The Safe to Sleep campaign expands upon that success by reducing the risk of sleep-related infant deaths by encourages parents to know the ABC’s of safe sleeping for their babies (Alone, on their Backs and in a Crib).

Lowering the Risk of SIDS
Alone: Your baby should not sleep in an adult bed, on a couch, or on a chair alone, with you, or with anyone else. If you bring your baby into your bed to breastfeed, make sure to put him or her back in a separate sleep area in your room, such as a safety approved crib, bassinet or portable play area, when you are finished.

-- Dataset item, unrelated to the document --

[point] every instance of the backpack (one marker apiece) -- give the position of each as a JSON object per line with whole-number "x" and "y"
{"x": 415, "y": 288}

Back: Always place a baby on his or her back to sleep, for naps and at night. The back sleep position is the safest position for all babies, including preterm babies.

Crib: Use a firm sleep surface, covered by a fitted sheet. Firm sleep surfaces can include safety-approved cribs, bassinets and portable play areas. Do not use a car seat, carrier, swing or similar product as a baby’s everyday sleep area. Never place a baby to sleep on soft surfaces, such as on a couch, pillows, quilts, sheepskins or blankets. Keep soft objects, toys, bumper pads, pillows, quilts and loose bedding out of your baby’s sleep area.

Also important: Women should get regular healthcare during pregnancy and not smoke, drink alcohol or use illegal drugs during pregnancy or after the baby is born.